However, the nicest thing on the page was this:

A writer has many successes:

Each new word captured.
Each completed sentence.
Each rounded paragraph leading into the next.
Each idea that sustains and then develops.
Each character who, like a wayward adolescent, leaves home and finds a life.
Each new metaphor that, like the exact error it is, some how works.
Each new book that ends–and so begins.

Selling the piece is only an exclamation point, a spot of punctuation.

Which is remarkably inspiring.

O Wall

I somehow fell out of the writing habit about a week ago, and now I’m really facing a wall.

My darling husband, when I told him I’d need to go to France in order to keep writing the Great Canadian Novel with any sense of verisimilitude, offered to take me to Quebec City for a long weekend. It’s the closest we can get to France. I was touched.

In the meantime, I’ve staring blankly at my laptop and feeling singularly uninspired. I scribbled down notes for four (yes, 4) short stories last week, but evidently they’re not write-now stories.

I’ve gone back and done some rewriting and touch-ups and doodled some plans for future stuff to happen in various storylines, but overall, there hasn’t been much concrete production. I re-read the substantial beginnings of an urban fantasy novella about dreams versus reality and I’d love to pick it up again, except the main character’s name is Trinity. With the whole “What is the Matrix?” thing going on, no one will ever believe that I wrote half this novella six years ago. Just change the name, I hear some of you suggesting; and while on the surface that would seem to be a solution, for me (and likely many other writers) it’s impossible. The character’s name is Trinity. She opened a door in my mind one day after a long day of work and came in fully-formed, falling onto the sofa, practically asleep on her feet. It would be like asking you to change your next-door neighbour’s name after living next to her for six years.
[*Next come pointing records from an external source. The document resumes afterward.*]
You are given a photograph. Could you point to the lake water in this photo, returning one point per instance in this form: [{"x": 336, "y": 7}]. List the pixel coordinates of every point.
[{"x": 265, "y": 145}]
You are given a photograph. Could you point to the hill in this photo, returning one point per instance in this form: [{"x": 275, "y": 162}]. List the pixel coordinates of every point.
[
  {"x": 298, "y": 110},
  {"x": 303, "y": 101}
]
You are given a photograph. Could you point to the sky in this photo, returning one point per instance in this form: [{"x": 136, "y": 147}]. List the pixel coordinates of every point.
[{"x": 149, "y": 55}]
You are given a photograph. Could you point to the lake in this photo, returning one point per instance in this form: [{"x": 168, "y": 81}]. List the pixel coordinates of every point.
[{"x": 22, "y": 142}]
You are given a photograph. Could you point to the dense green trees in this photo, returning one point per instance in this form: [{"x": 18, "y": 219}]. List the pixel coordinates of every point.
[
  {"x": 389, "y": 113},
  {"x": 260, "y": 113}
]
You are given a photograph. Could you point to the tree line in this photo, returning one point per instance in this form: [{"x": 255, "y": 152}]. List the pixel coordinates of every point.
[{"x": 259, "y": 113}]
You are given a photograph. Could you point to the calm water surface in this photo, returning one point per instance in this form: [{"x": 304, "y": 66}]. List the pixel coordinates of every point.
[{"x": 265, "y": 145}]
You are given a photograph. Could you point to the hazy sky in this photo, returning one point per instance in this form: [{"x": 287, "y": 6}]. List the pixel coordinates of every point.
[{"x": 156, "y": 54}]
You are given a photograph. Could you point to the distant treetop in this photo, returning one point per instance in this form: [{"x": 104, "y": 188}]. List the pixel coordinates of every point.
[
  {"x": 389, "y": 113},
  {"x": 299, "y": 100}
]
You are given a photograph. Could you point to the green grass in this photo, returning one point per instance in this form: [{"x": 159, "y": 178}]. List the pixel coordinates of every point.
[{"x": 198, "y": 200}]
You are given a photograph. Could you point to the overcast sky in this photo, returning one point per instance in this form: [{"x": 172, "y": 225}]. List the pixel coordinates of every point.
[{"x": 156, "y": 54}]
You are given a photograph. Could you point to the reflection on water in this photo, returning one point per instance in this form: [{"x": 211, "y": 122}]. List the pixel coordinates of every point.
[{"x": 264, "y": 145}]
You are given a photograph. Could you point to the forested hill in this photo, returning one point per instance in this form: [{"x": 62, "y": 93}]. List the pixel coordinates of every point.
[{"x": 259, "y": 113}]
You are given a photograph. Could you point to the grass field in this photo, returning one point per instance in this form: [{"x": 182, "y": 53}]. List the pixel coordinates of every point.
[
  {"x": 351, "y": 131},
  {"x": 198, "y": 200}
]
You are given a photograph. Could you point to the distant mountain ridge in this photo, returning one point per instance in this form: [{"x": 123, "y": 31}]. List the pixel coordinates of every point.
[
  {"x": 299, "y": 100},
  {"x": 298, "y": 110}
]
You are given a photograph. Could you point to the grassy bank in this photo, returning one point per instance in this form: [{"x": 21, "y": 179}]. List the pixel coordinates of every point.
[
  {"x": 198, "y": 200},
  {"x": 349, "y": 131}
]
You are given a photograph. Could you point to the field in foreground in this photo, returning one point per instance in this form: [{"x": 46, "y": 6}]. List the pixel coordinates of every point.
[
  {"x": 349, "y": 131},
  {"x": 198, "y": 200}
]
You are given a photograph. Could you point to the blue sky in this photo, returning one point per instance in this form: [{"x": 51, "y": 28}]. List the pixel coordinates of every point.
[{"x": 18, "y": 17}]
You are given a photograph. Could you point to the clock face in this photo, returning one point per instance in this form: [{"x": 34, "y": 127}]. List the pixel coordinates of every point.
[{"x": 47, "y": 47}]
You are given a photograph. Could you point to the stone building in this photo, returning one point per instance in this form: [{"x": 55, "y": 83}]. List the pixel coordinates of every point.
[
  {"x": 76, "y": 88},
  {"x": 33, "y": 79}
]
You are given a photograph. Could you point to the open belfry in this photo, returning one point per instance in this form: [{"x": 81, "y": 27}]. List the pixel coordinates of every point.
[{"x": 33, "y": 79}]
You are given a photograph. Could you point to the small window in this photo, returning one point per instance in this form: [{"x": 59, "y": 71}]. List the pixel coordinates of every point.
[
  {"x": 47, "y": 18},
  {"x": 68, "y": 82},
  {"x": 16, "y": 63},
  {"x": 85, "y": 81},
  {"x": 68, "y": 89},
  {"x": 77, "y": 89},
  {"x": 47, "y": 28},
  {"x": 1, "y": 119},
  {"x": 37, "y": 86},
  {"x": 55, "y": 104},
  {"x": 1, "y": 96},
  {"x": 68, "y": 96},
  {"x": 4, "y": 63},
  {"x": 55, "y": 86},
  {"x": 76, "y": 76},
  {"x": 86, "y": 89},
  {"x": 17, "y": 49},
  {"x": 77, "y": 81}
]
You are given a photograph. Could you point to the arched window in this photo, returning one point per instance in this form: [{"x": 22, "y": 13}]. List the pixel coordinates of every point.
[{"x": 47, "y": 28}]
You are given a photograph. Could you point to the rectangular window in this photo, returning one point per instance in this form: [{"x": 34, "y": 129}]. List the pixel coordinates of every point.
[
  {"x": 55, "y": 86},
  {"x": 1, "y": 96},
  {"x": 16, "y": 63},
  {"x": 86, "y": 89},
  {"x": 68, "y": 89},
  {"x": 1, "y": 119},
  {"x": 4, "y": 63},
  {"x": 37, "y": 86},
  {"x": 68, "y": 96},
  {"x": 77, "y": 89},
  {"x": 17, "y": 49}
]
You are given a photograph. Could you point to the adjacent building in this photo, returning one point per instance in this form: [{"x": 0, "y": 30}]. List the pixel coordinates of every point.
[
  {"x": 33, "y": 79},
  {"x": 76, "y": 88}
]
I’d say it’s frustrating, but I don’t have the energy to feel frustrated. Forlorn, yes. But not more than that.


Is it too much to ask that people actually do a little bit of research before they post stuff on eBay?

If you’re selling costumes, listing something as RENAISSANCE / VICTORIAN / HIPPY (sic) when it’s a brand new sundress means that either you don’t know what you’re talking about, or you’re implying that your product evokes one or all of these keywords. The only thing that all three would have in common that I can think of is that they have full skirts.

No, wait, there’s a third option — you just don’t care. Or you assume that your potential clients are stupid.

I’m cranky. I was awoken rather rudely at 4.34 AM when a piece of heavy construction equipment trundled down our street, setting off car alarms as it passed. Then the cats woke up. Then my husband woke up and watched the morning news, which I heard very clearly through the pillow over my head.

I gave in, and got up.

The good thing is that it’s sunny outside again, which means my mood ought to correspond shortly.